Hm well, it isn't just Xorg I guess. I had some full system freezes from time to time before (everything froze including the mouse cursor). But now it's just powering off instantly
09-11-2012, 01:20 AM (This post was last modified: 09-11-2012, 01:25 AM by zykure.)
Whee, it seems that I fixed that shutdown issue. What I did is go back to the default options for the i915 graphics driver module:
Code:
i915.i915_enable_rc6=0 i915.i915_enable_fbc=0
I changed both of these to "enabled" a while ago under Ubuntu 11.10 (and 11.04), and there it worked without problems. Maybe the 9.0 development version of the Mesa drivers can't handle these options yet.

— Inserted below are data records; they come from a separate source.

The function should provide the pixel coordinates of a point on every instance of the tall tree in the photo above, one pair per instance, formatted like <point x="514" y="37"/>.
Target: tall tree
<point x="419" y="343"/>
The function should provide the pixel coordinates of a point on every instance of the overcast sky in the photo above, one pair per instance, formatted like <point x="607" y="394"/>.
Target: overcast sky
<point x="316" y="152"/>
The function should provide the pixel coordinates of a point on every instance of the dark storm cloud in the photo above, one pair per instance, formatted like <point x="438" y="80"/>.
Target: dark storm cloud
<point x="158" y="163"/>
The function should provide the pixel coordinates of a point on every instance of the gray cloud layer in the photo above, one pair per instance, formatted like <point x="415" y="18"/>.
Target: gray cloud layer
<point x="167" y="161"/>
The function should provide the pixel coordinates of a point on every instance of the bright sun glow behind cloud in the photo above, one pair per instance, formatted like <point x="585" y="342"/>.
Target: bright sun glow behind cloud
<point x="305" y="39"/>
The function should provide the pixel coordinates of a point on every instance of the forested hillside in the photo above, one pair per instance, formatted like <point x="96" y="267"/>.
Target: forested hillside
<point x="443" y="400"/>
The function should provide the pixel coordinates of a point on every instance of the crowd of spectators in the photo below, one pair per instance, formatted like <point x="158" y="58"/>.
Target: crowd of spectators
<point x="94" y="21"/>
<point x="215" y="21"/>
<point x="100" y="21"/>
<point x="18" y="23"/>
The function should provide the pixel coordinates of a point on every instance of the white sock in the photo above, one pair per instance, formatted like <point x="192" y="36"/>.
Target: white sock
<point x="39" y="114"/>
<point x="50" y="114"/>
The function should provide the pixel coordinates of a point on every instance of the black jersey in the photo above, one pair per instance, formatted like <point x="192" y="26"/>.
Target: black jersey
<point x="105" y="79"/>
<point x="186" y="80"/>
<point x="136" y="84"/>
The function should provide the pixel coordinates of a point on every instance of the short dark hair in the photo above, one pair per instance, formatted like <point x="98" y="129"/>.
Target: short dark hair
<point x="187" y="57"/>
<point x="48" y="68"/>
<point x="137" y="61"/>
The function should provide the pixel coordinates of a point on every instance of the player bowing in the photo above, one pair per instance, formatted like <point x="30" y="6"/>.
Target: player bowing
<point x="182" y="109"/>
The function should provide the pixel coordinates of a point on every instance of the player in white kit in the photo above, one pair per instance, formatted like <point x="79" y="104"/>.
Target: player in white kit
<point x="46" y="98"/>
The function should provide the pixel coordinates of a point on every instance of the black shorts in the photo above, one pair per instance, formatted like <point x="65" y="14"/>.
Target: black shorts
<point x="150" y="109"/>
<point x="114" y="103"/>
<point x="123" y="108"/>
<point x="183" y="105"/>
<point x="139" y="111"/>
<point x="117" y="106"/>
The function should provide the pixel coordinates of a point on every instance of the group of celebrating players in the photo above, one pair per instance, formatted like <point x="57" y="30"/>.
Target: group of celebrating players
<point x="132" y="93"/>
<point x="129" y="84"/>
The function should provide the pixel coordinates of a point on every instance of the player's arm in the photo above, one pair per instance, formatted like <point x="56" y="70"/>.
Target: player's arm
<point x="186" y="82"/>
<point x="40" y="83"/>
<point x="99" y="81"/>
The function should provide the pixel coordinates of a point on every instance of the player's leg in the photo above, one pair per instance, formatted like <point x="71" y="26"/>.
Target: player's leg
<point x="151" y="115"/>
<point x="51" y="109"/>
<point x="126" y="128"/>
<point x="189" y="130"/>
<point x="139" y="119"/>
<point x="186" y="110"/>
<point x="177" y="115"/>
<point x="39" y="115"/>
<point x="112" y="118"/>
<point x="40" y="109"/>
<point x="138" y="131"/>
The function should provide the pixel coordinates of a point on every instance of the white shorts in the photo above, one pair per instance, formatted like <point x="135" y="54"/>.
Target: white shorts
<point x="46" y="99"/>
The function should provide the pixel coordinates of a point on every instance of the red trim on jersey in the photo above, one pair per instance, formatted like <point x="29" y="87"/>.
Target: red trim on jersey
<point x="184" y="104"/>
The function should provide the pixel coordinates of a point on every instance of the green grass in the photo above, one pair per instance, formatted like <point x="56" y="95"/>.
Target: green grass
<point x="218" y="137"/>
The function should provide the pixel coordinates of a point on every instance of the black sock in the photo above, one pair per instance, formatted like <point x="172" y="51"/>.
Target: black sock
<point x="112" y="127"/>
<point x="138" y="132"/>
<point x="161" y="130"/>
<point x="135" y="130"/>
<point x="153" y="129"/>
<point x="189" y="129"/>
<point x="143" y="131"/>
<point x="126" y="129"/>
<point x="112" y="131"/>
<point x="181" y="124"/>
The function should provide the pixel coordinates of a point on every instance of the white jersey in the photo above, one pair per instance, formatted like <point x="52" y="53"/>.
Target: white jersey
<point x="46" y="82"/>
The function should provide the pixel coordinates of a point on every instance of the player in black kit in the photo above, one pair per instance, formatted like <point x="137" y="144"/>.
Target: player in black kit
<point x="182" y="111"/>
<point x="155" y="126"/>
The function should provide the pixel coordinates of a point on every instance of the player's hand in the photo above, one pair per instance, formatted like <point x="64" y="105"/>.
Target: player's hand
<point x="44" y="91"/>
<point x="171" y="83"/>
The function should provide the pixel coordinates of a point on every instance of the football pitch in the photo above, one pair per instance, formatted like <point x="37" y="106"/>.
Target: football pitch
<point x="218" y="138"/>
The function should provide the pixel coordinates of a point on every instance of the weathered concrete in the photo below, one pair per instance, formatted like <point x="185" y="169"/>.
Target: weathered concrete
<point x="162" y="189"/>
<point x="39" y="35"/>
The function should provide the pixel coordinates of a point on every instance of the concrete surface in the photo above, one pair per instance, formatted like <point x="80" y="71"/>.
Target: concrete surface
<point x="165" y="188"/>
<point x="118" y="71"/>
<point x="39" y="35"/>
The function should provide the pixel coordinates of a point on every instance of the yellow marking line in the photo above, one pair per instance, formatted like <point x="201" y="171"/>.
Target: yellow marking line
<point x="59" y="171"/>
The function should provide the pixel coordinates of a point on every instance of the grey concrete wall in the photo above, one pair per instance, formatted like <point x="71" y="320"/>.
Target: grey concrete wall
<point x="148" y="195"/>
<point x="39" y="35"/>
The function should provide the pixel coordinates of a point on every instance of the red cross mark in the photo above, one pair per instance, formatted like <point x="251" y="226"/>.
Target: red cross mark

Anyway, here are my results. I observed a noticable performance increase again; dunno if it's related to the system upgrade in general or related to the Mesa 9.0 drivers. The larger performance increases happens with the higher settings, therefore I guess Mesa 9.0 can handle shaders and the like more efficiently (see below, I noted the fps increase against Ubuntu 11.10/Mesa 8.1-devel).
System details:
Host: supernova
CPU: Intel i3-2310M, 4 Cores @2.10 GHz
RAM: 4GB
Graphics Vendor: Intel Open Source Technology Center (same hardware, but Vendor changed in this release)
Graphics Card: Mesa DRI Intel SandyBridge Mobile
Graphics Driver: 3.0 Mesa 9.1-devel
OS: Ubuntu 12.04 x86_64 / Kernel 3.2.0-31-generic
Today, I want to talk to you about a thread I made over on the Alien Arena forums a few weeks ago.
I told the devs that I was getting low fps and they responded by changing the way animations were handled (from being CPU dependant to being GPU dependant).
Needless to say, with the new code enabled, the framerate has increased massively!
Doing that would indeed be a massive improvement, also allowing level designers using a lot more models and such things. But first someone needs to know how to do that and then actually implement it.